Using HDFS with Apache Nifi for Data Ingestion Workflows

As data pipelines grow in complexity, the need for flexible, scalable, and real-time data ingestion becomes critical. Apache Nifi, a powerful dataflow automation tool, offers seamless integration with HDFS — making it an ideal solution for ingesting structured and unstructured data into Hadoop ecosystems.

This blog explores how to use Apache Nifi with HDFS to build scalable data ingestion workflows. We’ll cover core processors, architecture considerations, performance tuning, and best practices for ensuring durable and traceable data movement.

Why Use Apache Nifi for HDFS Ingestion?

Apache Nifi provides:

Visual flow design with drag-and-drop interface
Native HDFS support via processors
Support for batch and real-time ingestion
Fine-grained data provenance tracking
Built-in retry and backpressure mechanisms

Together with HDFS, it allows you to create robust ingestion workflows that scale with your data lake.

Key HDFS Processors in Nifi

Apache Nifi includes several processors designed for interacting with HDFS:

PutHDFS: Writes flowfiles to HDFS
FetchHDFS: Retrieves files from HDFS
ListHDFS: Lists files in a directory (for polling)
PutParquet / PutORC: Writes data in columnar formats (via NARs)
PutDistributedMapCache: Caching for deduplication/state
MergeContent: Used to combine small files before writing

These processors use Hadoop’s APIs and require correct configuration of core-site.xml and hdfs-site.xml.

Setting Up Nifi for HDFS

Place core-site.xml and hdfs-site.xml into Nifi’s conf/ directory or set the Hadoop classpath via the HADOOP_CONF_DIR environment variable.
Configure PutHDFS processor:

Hadoop Configuration Resources: /etc/hadoop/conf/core-site.xml,/etc/hadoop/conf/hdfs-site.xml  
Directory: /user/data/raw  
Conflict Resolution Strategy: replace / ignore / fail  
Compression Codec: none / gzip / snappy  

Assign a valid Kerberos principal and keytab if using secure Hadoop.

Example Workflow: Ingesting Logs from API to HDFS

Step-by-step flow:

InvokeHTTP – Pulls logs from external REST API
ExtractText – Extract fields from JSON/XML/CSV
RouteOnAttribute – Route data by type or region
UpdateAttribute – Rename files or tag metadata
PutHDFS – Writes data into appropriate HDFS partition

Optional: use MergeContent to group small files into blocks before writing to HDFS.

Organizing Output in HDFS by Time

Use Expression Language in PutHDFS to dynamically route data:

Directory: /user/logs/${now():format("yyyy/MM/dd/HH")}

This creates hour-based partitioning for efficient querying and downstream Hive table consumption.

Ensuring Fault Tolerance

Backpressure: Set thresholds on queues to avoid memory overrun
Retries: Configure retry attempts and penalty durations in processors
Provenance: Use data lineage view for traceability
Connection failure handling: Route failures to dead-letter queues for inspection

Nifi automatically persists state and retries failed operations, making it resilient for ingestion tasks.

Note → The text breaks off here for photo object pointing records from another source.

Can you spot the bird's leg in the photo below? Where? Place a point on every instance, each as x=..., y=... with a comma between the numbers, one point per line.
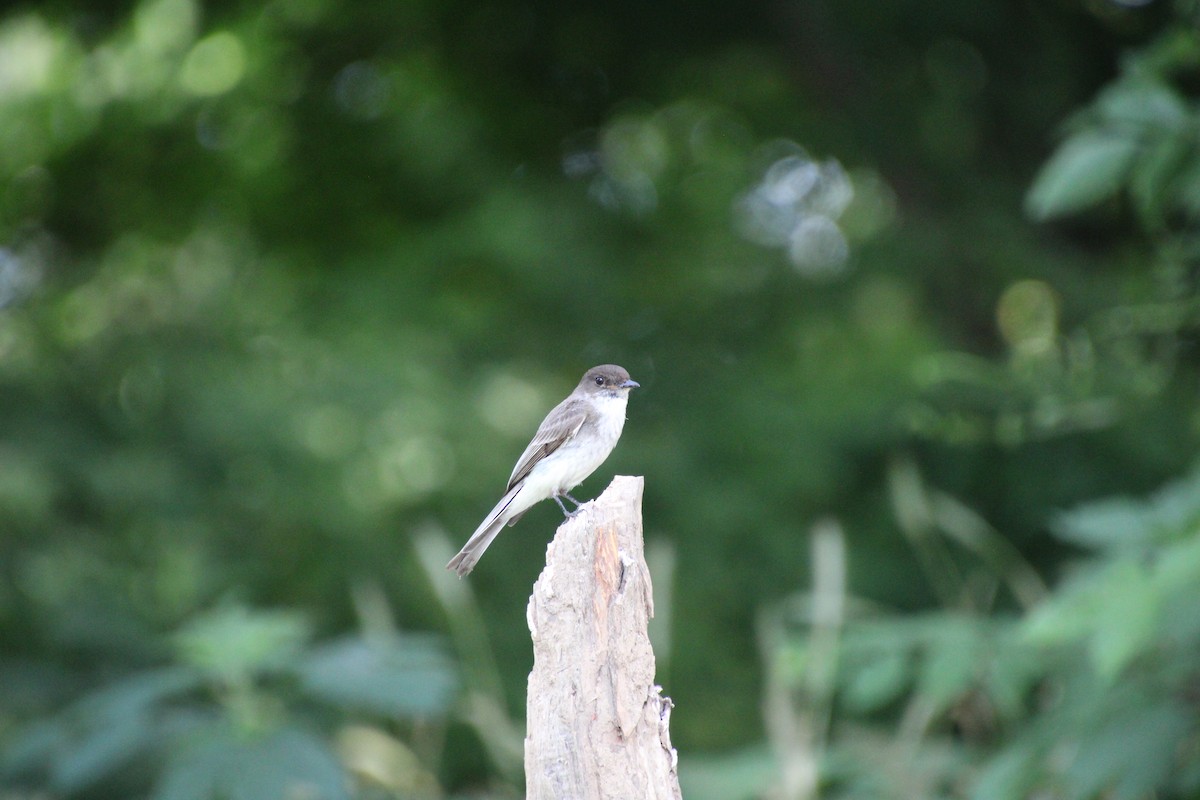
x=565, y=512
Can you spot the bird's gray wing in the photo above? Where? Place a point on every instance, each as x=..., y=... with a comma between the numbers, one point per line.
x=559, y=427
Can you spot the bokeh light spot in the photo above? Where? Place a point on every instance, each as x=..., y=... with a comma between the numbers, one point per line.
x=215, y=65
x=1027, y=314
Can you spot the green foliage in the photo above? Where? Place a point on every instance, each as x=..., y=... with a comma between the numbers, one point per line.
x=285, y=288
x=228, y=719
x=1138, y=137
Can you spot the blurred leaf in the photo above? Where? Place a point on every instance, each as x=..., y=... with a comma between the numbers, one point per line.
x=742, y=775
x=1131, y=756
x=1011, y=775
x=233, y=643
x=1085, y=169
x=877, y=681
x=406, y=675
x=105, y=732
x=1126, y=618
x=1143, y=102
x=288, y=763
x=1151, y=184
x=951, y=662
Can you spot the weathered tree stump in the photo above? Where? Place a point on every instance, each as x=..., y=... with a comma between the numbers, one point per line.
x=597, y=723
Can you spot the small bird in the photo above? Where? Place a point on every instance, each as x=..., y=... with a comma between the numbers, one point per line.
x=570, y=444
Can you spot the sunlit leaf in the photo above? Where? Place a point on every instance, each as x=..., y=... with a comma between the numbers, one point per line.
x=1087, y=168
x=235, y=642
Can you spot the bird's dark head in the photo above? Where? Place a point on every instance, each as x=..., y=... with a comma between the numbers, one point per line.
x=609, y=379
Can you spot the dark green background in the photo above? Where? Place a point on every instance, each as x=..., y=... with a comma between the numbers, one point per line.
x=288, y=284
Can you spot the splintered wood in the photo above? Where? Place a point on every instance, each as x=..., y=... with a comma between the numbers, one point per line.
x=597, y=723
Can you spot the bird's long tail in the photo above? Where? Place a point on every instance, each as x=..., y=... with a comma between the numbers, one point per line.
x=492, y=523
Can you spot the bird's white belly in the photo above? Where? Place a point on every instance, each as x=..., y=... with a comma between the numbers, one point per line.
x=570, y=464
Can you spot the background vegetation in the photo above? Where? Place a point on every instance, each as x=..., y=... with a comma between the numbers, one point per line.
x=910, y=288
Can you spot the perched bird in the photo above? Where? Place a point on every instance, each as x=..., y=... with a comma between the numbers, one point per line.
x=570, y=444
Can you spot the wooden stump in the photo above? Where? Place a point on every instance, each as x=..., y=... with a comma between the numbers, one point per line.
x=597, y=723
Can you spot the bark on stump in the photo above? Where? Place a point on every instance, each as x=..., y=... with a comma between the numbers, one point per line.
x=598, y=725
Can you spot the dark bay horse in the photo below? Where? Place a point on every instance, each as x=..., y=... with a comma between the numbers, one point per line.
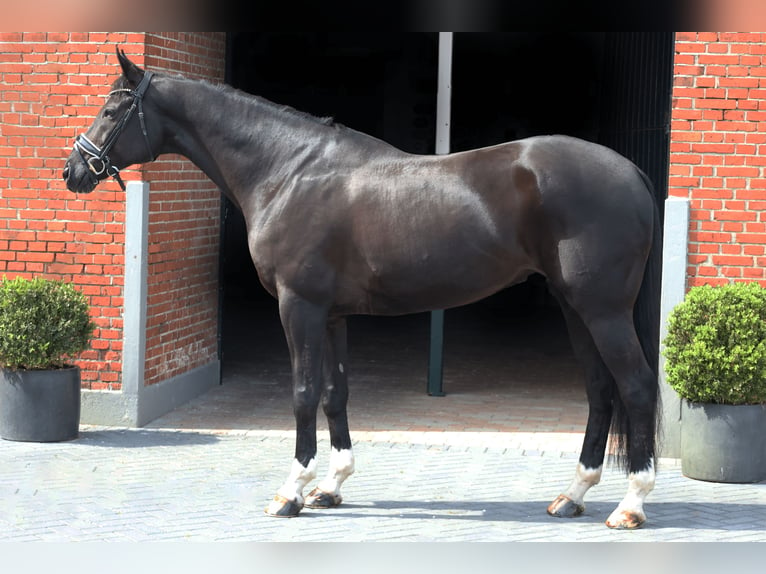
x=341, y=223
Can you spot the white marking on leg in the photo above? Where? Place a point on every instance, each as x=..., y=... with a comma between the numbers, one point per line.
x=584, y=479
x=299, y=477
x=640, y=484
x=341, y=467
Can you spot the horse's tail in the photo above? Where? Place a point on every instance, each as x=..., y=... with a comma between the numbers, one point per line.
x=646, y=316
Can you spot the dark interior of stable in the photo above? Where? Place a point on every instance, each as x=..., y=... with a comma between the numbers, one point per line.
x=605, y=87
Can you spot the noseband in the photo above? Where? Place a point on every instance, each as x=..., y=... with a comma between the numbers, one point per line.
x=97, y=158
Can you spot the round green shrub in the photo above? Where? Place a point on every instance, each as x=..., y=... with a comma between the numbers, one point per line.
x=43, y=323
x=715, y=349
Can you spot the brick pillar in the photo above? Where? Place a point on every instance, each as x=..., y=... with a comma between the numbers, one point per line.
x=51, y=87
x=718, y=153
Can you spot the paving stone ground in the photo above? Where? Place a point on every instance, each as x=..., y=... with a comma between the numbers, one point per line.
x=480, y=464
x=155, y=484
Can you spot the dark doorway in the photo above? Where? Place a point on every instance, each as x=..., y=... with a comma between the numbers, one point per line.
x=609, y=88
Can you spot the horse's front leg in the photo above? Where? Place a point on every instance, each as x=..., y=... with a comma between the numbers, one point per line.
x=600, y=387
x=334, y=400
x=304, y=324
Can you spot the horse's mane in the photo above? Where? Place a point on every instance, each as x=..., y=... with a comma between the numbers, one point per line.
x=281, y=108
x=122, y=83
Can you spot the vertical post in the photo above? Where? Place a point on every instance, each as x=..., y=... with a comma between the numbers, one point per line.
x=443, y=113
x=675, y=253
x=135, y=290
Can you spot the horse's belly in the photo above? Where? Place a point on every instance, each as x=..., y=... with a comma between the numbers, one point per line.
x=439, y=282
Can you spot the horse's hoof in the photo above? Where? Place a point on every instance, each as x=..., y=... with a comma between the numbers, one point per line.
x=282, y=507
x=565, y=507
x=625, y=520
x=320, y=499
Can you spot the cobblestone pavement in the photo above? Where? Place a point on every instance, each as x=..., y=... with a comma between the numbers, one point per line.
x=158, y=484
x=480, y=464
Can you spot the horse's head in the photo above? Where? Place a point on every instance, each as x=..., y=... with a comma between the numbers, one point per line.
x=121, y=134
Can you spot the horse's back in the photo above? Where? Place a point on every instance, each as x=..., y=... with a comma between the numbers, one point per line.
x=598, y=219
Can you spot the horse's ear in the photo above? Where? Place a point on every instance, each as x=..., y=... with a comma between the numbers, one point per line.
x=133, y=73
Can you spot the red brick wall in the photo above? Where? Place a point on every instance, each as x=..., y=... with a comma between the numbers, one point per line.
x=718, y=153
x=51, y=86
x=184, y=229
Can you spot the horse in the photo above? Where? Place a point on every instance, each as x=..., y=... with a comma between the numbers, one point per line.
x=340, y=223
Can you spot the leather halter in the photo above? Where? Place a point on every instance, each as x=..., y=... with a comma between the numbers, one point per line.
x=98, y=161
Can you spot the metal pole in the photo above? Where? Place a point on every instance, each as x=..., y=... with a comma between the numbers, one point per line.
x=443, y=113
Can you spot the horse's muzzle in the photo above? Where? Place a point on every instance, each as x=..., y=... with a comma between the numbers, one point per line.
x=77, y=178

Monitoring and Performance Tuning

Use Site-to-Site for cluster-to-cluster ingestion
Enable bulletin board to catch processor errors
Monitor JVM heap usage and garbage collection
Use NiFi Registry for versioning flows
Tune nifi.content.repository.archive.max.retention.period and other buffer settings for high-throughput workloads

Use Prometheus reporting tasks or Nifi built-in metrics for observability.

Best Practices

Minimize the number of small files — use MergeContent
Use PutHDFS over custom scripts for fault tolerance
Implement flowfile tagging with attributes for downstream processing
Secure flows with HTTPS and Kerberos
Use parameter contexts for managing environments (dev, prod)

Integration with Hive and Downstream Tools

Once data is in HDFS, define Hive external tables to query ingested data:

CREATE EXTERNAL TABLE api_logs (
id STRING,
message STRING,
ts TIMESTAMP
)
STORED AS TEXTFILE
LOCATION 'hdfs://namenode:8020/user/logs/';

You can also trigger Apache Spark, Hive ETL, or Kafka ingestion from within Nifi using respective processors.

Conclusion

Apache Nifi and HDFS together form a powerful ingestion stack that’s both easy to manage and highly scalable. Whether you’re onboarding data from APIs, filesystems, databases, or message queues, Nifi’s built-in processors, combined with HDFS’s durability, make it an ideal choice for modern data lake ingestion workflows.

With proper configuration, monitoring, and best practices, you can build resilient, secure, and traceable pipelines that ingest and organize data for analytics at scale.